Schwangere Frauen, die orale Hefe-Infektionsmedikamente einnehmen, haben das Risiko von Fehlgeburten erhöht.

Die Centers for Disease Control and Prevention schätzen, dass 75 Prozent aller erwachsenen Frauen irgendwann in ihrem Leben eine vaginale Hefeinfektion erlebt haben; zum Glück sind diese Infektionen leicht zu behandeln. Aber eine neue Studie legt nahe, dass schwangere Frauen bei der Behandlung einer Infektion besonders vorsichtig sein müssen. Demnach ist das orale Antimykotikum Fluconazol mit einem höheren Risiko für spontane Abtreibungen verbunden als topische Azol-Antimykotika-Cremes und Zäpfchen.

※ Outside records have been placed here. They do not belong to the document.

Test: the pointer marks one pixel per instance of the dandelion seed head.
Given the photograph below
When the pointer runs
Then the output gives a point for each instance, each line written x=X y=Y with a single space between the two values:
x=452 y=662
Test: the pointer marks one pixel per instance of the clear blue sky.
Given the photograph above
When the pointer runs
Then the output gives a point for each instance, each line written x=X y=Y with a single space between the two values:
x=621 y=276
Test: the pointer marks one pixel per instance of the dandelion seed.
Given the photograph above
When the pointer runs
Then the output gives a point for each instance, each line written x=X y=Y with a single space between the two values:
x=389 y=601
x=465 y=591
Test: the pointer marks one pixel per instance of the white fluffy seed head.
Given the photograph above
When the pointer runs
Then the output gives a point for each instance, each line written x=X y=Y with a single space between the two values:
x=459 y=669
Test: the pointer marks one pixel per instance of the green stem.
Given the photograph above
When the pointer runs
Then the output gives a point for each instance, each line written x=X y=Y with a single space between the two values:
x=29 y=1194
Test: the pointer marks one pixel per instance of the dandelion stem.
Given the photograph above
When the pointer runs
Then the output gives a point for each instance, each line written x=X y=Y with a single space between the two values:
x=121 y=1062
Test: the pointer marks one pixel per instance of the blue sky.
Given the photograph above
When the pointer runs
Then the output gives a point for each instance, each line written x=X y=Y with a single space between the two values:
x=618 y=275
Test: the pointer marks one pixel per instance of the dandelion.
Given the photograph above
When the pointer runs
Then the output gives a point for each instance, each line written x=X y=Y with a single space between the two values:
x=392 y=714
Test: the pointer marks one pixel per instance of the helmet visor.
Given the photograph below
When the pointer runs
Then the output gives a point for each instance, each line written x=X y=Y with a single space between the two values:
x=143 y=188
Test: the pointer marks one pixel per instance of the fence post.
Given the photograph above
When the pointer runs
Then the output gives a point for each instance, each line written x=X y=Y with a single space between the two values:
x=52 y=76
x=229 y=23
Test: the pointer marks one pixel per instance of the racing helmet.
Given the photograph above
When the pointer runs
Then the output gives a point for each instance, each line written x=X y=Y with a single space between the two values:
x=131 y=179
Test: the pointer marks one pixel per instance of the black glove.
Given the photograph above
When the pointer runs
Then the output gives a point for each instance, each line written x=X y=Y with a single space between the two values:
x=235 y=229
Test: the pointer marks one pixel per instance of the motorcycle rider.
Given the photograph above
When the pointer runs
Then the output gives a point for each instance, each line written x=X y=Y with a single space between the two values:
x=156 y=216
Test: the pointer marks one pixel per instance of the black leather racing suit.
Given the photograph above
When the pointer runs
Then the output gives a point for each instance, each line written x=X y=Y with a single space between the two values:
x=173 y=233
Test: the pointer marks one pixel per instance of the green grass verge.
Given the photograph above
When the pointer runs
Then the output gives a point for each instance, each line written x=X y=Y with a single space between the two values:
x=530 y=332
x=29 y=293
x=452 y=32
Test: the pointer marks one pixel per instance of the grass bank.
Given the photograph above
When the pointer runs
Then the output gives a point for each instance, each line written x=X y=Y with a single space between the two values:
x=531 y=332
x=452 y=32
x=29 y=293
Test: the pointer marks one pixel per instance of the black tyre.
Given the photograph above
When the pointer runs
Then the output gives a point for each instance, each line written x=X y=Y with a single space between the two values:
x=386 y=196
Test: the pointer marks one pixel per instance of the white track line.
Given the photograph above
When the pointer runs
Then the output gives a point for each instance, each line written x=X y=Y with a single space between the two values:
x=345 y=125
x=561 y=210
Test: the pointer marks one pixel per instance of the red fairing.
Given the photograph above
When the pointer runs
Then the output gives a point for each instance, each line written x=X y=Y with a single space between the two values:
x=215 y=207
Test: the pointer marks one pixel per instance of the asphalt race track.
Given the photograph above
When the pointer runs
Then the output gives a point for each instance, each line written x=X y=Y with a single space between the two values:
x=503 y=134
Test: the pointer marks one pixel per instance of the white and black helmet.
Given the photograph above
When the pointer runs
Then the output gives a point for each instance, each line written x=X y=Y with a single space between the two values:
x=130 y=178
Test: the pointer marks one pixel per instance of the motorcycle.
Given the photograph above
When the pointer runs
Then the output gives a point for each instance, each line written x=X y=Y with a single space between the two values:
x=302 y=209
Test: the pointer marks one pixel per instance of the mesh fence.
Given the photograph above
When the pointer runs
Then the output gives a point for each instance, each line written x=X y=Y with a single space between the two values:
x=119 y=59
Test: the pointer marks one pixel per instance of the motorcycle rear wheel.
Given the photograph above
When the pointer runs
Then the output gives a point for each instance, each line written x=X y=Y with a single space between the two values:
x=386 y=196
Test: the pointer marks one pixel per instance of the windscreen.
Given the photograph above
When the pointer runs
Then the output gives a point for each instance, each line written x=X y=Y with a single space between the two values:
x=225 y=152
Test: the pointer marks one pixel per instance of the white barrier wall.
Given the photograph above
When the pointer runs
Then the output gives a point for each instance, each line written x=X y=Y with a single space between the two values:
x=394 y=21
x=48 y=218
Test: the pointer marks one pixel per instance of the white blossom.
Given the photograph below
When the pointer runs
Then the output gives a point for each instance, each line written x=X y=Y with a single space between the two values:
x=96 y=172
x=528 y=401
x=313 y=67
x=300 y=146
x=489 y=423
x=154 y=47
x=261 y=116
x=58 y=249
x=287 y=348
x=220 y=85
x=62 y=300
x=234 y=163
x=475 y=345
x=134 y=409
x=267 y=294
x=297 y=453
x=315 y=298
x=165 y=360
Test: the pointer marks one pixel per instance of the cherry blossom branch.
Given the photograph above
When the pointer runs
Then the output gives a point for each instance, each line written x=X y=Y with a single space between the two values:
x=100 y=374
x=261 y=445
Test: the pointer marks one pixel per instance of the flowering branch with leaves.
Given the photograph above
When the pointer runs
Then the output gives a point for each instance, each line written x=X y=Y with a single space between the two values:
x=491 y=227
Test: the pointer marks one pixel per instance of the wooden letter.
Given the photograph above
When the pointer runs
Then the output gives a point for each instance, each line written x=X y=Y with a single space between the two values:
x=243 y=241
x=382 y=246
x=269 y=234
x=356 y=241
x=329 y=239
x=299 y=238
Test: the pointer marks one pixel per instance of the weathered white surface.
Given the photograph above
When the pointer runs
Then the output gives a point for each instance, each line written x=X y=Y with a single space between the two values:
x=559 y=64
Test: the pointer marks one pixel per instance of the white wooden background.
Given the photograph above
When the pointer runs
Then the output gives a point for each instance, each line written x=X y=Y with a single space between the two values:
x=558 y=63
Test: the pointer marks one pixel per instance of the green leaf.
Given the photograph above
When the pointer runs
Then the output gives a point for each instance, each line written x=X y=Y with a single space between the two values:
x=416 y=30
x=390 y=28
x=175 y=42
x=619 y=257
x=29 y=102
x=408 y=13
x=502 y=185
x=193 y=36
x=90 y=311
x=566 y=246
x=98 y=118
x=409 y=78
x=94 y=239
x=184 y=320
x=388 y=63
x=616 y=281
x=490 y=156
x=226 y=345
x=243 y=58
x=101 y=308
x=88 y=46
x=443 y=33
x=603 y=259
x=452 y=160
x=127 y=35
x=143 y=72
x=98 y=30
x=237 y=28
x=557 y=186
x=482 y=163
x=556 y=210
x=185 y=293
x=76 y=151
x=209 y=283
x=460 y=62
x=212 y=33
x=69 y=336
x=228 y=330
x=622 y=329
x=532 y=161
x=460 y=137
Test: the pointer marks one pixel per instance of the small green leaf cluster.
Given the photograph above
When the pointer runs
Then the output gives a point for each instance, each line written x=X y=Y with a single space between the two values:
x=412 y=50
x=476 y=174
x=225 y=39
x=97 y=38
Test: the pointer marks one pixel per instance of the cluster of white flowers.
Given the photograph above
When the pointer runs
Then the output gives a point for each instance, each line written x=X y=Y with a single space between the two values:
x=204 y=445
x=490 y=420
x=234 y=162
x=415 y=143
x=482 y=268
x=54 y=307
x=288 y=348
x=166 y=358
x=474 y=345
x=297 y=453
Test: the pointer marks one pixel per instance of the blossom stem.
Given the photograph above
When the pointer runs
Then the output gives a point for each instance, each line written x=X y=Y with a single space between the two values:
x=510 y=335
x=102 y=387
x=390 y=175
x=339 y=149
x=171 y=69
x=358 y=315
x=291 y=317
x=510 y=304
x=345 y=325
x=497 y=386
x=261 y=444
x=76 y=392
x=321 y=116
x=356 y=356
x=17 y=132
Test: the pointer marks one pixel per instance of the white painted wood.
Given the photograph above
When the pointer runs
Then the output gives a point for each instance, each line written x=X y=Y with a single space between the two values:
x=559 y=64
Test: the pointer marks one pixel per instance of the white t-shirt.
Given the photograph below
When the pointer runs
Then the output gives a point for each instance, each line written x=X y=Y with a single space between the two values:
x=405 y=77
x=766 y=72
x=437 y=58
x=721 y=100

Für eine aktuelle Studie, die jetzt im Journal of American Medicine Association veröffentlicht wurde, analysierten Forscher des Statens Serum Institut in Kopenhagen, Dänemark, das Schwangerschaftsrisiko, das mit beliebten topischen und oralen Hefeinfektionsmedikamenten verbunden ist, indem sie Informationen aus 1.405, 663 Schwangerschaften verwendeten, die zwischen 1997 und 2013 in Dänemark stattfanden. Aus diesen Daten ermittelte das Team, dass etwa 4,43 Prozent der 3.315 Frauen, die zwischen der 7. und 22. Schwangerschaftswoche einem oralen Fluconazol ausgesetzt waren, eine spontane Abtreibung erlebten, auch bekannt als Fehlgeburt. Dies wurde mit rund 4,25 Prozent der Frauen verglichen, die während ihrer Schwangerschaft nicht mit Fluconazol in Berührung kamen. Darüber hinaus erlebten 130 der 2.823 Frauen, die orales Fluconazol verwendeten, eine Fehlgeburt, während nur 118 von 2.823 Frauen, die ein topisches Azol verwendeten, die gleiche Erfahrung machten. Es ist jedoch zu beachten, dass die Verwendung von Fluconazol das Risiko einer Fehlgeburt bei Frauen nicht zu erhöhen schien.

Die American Pregnancy Organization erklärt, dass Hefeinfektionen bei schwangeren Frauen häufig sind, insbesondere im zweiten Trimester, in dem viele der mit der Schwangerschaft verbundenen hormonellen Veränderungen stattfinden. Diese hormonellen Veränderungen führen zu mehr Zucker im Vaginalsekret – da sich die Hefe von Zucker ernährt, kann diese erhöhte Präsenz zu einem Ausbruch der Hefepopulationen führen.

Während das Risiko für Fehlgeburten gering erscheinen mag, zeigen diese Ergebnisse, dass es ein signifikant erhöhtes Risiko gibt, das mit dem oralen Fluconazol verbunden ist, mit dem schwangere Frauen Vaginalhefeninfektionen behandeln. Darüber hinaus schätzt die Studie, dass etwa 10 Prozent der schwangeren Frauen in Amerika eine Hefeinfektion erleiden, was die Notwendigkeit einer angemessenen Behandlung dieser Frauen wesentlich macht.

Die häufigste Behandlung von Vaginalhefe-Infektionen ist eine topische oder zäpfchenhaltige Azol-Fungizidcreme. Manchmal kann ein Arzt jedoch das orale Antimykotikum Fluconazol verschreiben. Fluconazol ist jedoch mit leichten Nebenwirkungen wie Magenverstimmung oder Kopfschmerzen verbunden.

Dies ist nicht das erste Mal, dass die Verwendung von Fluconazol bei schwangeren Frauen aus Sicherheitsgründen markiert wurde. Laut der Studie wirkt das Medikament gegen Pilzpopulationen, indem es die Funktion eines Enzyms hemmt, das zur Bildung von Zellmembranen benötigt wird. Es kann auch die während der Gebärmutterentwicklung exprimierten Enzyme stören. Nicht viele wissenschaftliche Studien haben das wahre Risiko untersucht, das der Einsatz von Fluconazol für die Schwangerschaft darstellt, aber bereits viele Ärzte zögern, dieses Medikament an schwangere Frauen weiterzugeben, da es unbekannte Auswirkungen auf ein ungeborenes Kind haben kann.

Nach Ansicht der Forscher sollten Ärzte, bis mehr Daten verfügbar sind, bei der Verschreibung von Fluconazol während der Schwangerschaft noch Vorsicht walten lassen.

Quelle: Mølgaard-Nielsen D, Svanström, Henrik, Melbye M, Hviid A, Pasternak B. Zusammenhang zwischen der Verwendung von oralem Fluconazol während der Schwangerschaft und dem Risiko einer spontanen Abtreibung und Stillgeburt. JAMA. 2016.